Industrial and Agricultural Activities at Lower Fort Garry

by George Ingram

Epilogue

The 1870s were largely years of decline for Lower Fort Garry. As the settlement, now a new province of the Dominion of Canada, developed to maturity, many of the services of the lower fort were displaced. Improvements in transportation made the large farm and oxen unnecessary. Gradually the various functions of the fort were stripped away.

At first, however, the lower fort was able to share in the new era with the turn of the Company to steamboats. Its position on the lower Red River made it an ideal location for the depot for the Lake Winnipeg steamboats. Goods for the northern posts were brought over the southern route and stored at the lower fort until they could be transferred to the Colvile for conveyance across the lake. The old Chief Commissioner stripped of her machinery sat at the mouth of the creek serving as a floating warehouse.

Then came the railway. When the tracks of the Canadian Pacific reached Selkirk, the Hudson's Bay Company had a spur line constructed to Cook's Creek where a more effective linkup could be made with the steamboats. The new depot, Colvile Landing, took over the supply of the Northern Department in 1880. To add insult to injury, the large warehouse inside the lower fort and the buildings by the creek were taken away to form the new depot. Even the old Chief Commissioner was dragged down the river and hauled out of the water to serve out the remainder of its days as a warehouse at Colvile Landing.
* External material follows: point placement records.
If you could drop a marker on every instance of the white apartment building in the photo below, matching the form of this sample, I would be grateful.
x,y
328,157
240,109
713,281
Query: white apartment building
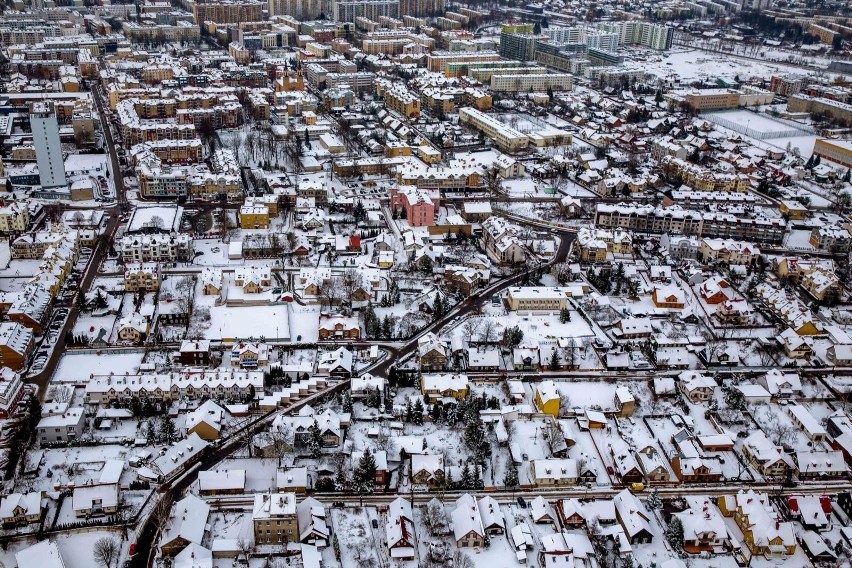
x,y
155,248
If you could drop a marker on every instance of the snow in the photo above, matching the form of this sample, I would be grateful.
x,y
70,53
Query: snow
x,y
75,367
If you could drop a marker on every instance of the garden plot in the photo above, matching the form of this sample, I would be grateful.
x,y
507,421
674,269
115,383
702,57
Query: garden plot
x,y
76,368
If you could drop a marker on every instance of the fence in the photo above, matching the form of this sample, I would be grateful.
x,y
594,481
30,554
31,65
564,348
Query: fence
x,y
795,129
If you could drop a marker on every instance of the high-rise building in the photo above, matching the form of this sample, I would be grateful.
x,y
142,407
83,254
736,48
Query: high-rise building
x,y
51,163
348,10
422,8
299,9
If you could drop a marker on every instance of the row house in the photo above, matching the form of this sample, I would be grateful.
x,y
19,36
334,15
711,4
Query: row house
x,y
192,384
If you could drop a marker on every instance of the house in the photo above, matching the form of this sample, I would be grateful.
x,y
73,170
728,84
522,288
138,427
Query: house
x,y
493,520
399,530
380,457
541,511
689,461
553,472
211,282
547,398
714,290
185,526
624,402
763,531
179,457
206,420
695,386
312,521
633,517
671,297
728,251
467,523
253,279
195,352
446,386
274,518
801,417
754,394
704,527
224,482
133,328
337,363
768,459
817,464
62,428
141,276
427,469
795,346
339,327
249,355
522,540
432,353
366,385
653,465
18,509
632,328
813,511
292,479
16,344
11,392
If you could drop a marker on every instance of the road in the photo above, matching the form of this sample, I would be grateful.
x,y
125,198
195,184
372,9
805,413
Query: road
x,y
99,253
471,304
117,176
245,502
146,534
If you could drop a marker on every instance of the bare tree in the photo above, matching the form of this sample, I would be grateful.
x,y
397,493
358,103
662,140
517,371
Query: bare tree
x,y
553,436
331,292
105,551
564,405
245,547
462,560
489,331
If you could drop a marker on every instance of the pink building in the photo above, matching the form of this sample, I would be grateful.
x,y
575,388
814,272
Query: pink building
x,y
419,206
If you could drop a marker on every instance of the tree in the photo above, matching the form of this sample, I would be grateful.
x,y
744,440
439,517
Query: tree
x,y
512,337
315,440
437,308
553,365
654,501
417,413
674,534
100,301
168,432
106,551
364,475
510,480
360,212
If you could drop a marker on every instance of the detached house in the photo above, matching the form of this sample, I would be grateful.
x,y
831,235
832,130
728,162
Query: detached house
x,y
19,509
763,531
467,523
399,530
432,353
768,459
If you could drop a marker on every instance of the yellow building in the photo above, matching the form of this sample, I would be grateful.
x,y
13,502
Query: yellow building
x,y
254,217
436,387
793,210
839,151
14,218
547,398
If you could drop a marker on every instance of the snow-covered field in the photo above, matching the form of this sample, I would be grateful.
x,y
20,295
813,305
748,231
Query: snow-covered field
x,y
76,367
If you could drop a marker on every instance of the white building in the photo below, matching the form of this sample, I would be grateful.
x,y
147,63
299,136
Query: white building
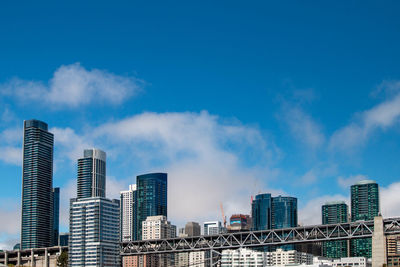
x,y
291,257
128,216
242,257
94,232
352,261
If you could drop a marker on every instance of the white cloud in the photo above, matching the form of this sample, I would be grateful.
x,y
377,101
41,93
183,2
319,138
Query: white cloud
x,y
380,117
203,156
390,200
303,127
346,182
74,86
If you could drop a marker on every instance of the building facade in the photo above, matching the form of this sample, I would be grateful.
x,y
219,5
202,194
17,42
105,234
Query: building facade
x,y
37,229
335,212
92,174
261,212
364,206
94,232
128,213
151,198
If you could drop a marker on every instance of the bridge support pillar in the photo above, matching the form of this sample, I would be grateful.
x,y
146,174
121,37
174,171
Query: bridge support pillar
x,y
379,257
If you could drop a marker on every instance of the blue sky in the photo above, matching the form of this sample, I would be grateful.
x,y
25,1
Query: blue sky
x,y
230,98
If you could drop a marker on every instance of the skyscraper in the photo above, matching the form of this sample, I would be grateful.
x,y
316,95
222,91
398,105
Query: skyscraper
x,y
335,212
261,212
56,215
284,212
128,213
364,206
151,198
37,186
92,174
94,221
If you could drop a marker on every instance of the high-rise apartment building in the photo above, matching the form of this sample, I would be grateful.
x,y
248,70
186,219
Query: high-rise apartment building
x,y
335,212
151,198
284,212
56,215
92,174
37,220
128,213
94,221
364,206
192,229
94,232
261,212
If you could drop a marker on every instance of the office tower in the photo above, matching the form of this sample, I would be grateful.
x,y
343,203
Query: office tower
x,y
192,229
151,198
37,186
239,222
335,212
364,206
284,212
213,228
63,239
128,214
94,232
92,174
157,227
261,212
94,221
56,215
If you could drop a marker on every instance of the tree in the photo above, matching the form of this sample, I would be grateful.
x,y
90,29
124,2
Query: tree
x,y
62,260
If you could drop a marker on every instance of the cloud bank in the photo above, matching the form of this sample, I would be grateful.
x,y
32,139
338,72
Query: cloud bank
x,y
73,86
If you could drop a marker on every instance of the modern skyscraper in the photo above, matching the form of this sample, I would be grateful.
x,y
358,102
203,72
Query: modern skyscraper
x,y
261,212
364,206
151,198
335,212
92,174
284,212
128,213
192,229
37,186
94,232
94,222
56,215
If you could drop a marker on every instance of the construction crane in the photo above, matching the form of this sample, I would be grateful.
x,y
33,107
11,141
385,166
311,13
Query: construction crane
x,y
223,215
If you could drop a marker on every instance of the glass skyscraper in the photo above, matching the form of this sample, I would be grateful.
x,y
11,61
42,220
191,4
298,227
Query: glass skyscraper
x,y
364,206
284,212
92,174
56,215
37,186
335,212
261,209
151,198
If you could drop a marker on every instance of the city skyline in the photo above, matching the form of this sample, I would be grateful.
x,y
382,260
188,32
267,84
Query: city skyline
x,y
229,99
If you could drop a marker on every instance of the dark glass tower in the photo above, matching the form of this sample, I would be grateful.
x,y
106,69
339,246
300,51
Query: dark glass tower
x,y
364,206
284,212
151,198
56,215
92,174
335,212
261,209
37,186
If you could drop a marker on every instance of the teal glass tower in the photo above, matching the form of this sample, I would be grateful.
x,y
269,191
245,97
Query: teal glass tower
x,y
92,174
335,212
364,206
261,209
151,198
37,218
The lower fort was left with its sales shop and little else. There was even talk of transferring the fort to the Land Department for sale. Instead parts were rented to the Manitoba government for temporary use as an asylum. One by one the decaying industrial and agricultural buildings were sold off for their materials. When the Canadian Pacific Railway gave notice in 1887 that it intended to close its spur line to Colvile Landing, there was some thought of returning the depot to Lower Fort Garry for now the Selkirk-Winnipeg line passed only 200 feet west of the fort. Instead West Selkirk got the nod. The proximity of the railway did give the lower fort a slight resurgence when it turned to the production of cordwood for the Fort Garry mills and other steam plants in Winnipeg, but this proved to be a short-lived and rather costly venture. Also with the growing responsibilities of the Winnipeg sales shop, the supervision of the posts of the Lake Winnipeg district — the Company shops at Fort Alexander, the Indian Settlement, Dog Head, Berens River, Fisher River and Little Grand Rapid — were transferred to the clerk in charge of the lower fort. But the fur trade at these posts was declining and the district was eventually discontinued.

By the end of the century even the sales shop faced hostile competition from the shops in Selkirk and the polished department stores in the growing city of Winnipeg. In 1911, the shop was finally closed and the fort eventually leased to the Motor Country Club. Only a few decrepit buildings and the odd piece of foundation survived to indicate the past industrial and agricultural activities of the lower fort.



12 By the turn of the century, only the cottage with its detached kitchen and the barn at the extreme right remained of the industrial buildings at the creek south of the fort. (National Historic Sites Services.)